Hier soir (et mercredi dernier), j’ai regardé Clara Sheller. C’est une nouvelle série sur France 2. C’est un peu con-con, c’est souvent un peu gros (les situations), mais c’est réjouissant, très sympathique, les comédiens sont bons. C’est une jeune femme qui vit avec son meilleur ami homo. Je pense que c’est la première fois qu’on montre des relations homosexuelles à la télé de façon aussi réaliste, à cette heure-ci. Le personnage homo et son mec, on les voit s’embrasser, s’étreindre, très naturellement. C’est rare. Pas de pudibonderie à la con. Là, c’est filmé de la même manière que pour les hétéros. Ça me fait du bien. Ça me paraît tellement naturel ! C’est une sensation déconcertante. Difficile à expliquer. C’est un peu comme si je voyais, enfin, pour la première fois, quelque chose d’évident. Oui, voilà, c’est ça : ces images m’apparaissent comme une évidence. « Enfin, la vérité ! Tout est dans l’ordre ! » C’est un peu ça. À chaque fois, on ne voit que des hétéros et, moi, quand je les vois, je sens que ça sonne faux. Quelque chose cloche, sans que je sache quoi. Là, en voyant ces scènes homo, tout rentre dans l’ordre.
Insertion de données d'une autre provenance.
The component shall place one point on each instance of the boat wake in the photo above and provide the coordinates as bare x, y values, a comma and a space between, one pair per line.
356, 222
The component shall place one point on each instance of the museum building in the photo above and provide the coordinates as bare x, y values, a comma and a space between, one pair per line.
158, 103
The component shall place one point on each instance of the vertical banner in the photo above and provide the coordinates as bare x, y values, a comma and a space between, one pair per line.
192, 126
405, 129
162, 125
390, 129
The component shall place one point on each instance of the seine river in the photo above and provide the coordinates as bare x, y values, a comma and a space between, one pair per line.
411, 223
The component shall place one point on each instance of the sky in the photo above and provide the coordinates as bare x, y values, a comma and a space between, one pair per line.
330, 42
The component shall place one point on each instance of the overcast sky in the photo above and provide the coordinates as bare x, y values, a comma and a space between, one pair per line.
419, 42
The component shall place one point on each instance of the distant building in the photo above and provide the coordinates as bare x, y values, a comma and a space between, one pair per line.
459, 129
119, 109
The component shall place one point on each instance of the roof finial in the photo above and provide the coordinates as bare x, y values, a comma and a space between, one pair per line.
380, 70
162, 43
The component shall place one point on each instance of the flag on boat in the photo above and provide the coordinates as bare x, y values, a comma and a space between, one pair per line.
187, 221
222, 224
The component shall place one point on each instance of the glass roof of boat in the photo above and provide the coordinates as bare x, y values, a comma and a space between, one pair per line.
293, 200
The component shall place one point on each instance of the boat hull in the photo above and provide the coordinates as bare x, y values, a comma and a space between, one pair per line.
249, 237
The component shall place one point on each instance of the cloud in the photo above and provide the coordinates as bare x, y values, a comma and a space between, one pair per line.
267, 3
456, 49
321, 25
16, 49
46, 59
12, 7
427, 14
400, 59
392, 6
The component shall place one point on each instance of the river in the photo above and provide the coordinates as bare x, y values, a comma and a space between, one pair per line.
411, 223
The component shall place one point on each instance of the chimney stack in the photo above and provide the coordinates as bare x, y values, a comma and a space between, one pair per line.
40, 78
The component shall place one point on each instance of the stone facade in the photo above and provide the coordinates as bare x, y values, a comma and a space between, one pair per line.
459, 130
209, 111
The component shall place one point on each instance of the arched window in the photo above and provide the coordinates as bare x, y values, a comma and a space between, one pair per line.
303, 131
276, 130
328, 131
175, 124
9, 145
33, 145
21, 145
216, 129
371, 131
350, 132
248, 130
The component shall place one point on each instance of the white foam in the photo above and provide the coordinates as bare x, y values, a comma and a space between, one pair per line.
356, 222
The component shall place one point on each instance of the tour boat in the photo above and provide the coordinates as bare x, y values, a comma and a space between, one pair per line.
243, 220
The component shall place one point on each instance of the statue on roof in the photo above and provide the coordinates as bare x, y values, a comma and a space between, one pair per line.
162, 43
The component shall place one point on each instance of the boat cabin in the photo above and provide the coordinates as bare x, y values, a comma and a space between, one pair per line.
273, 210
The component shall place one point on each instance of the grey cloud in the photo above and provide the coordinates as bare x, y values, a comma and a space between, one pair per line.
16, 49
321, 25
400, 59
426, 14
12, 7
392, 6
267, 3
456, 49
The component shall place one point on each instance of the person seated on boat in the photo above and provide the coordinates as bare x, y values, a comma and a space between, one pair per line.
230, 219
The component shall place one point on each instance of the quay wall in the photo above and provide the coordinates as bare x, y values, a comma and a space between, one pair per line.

J’ai encore une idée. Toujours dans l’autobiographie. Ce serait une BD assez longue qui retracerait toute cette année. Je la comparerais avec une journée. Le matin, c’est le réveil : mon entrée brusque dans la réalité, la révélation : je suis homo. Puis, c’est une matinée triste, interminable. Il pleut. C’est la déprime de la première partie de l’année. Le premier rayon de soleil, c’est B*. Mais ça se gâte quand je comprends que je suis amoureux de lui. Ensuite, finalement, tout va mieux : le soleil s’installe. Je vais bien. Mes amis sont au courant, etc. C’est maintenant. La soirée s’achève, pépère, douce, agréable (« tout seul oui mais peinard », comme dit l’autre). J’ai écrit tout ça dans un tableau. Je fixe mes idées. Puis j’arrête d’y penser. Il faut que je me bride.
Les cours se terminent mardi soir prochain. Le vendredi, je passe mon oral d’espagnol. À 16 heures. À Mantes-la-Jolie. C’est d’un pratique… !
Cette rubrique « Carnets » reprend le journal que j’ai commencé à tenir en 2003. Dans ce carnet no4 (À la découverte de la vie normale, 13 avril – 6 juin 2005), j’ai dix-sept ans.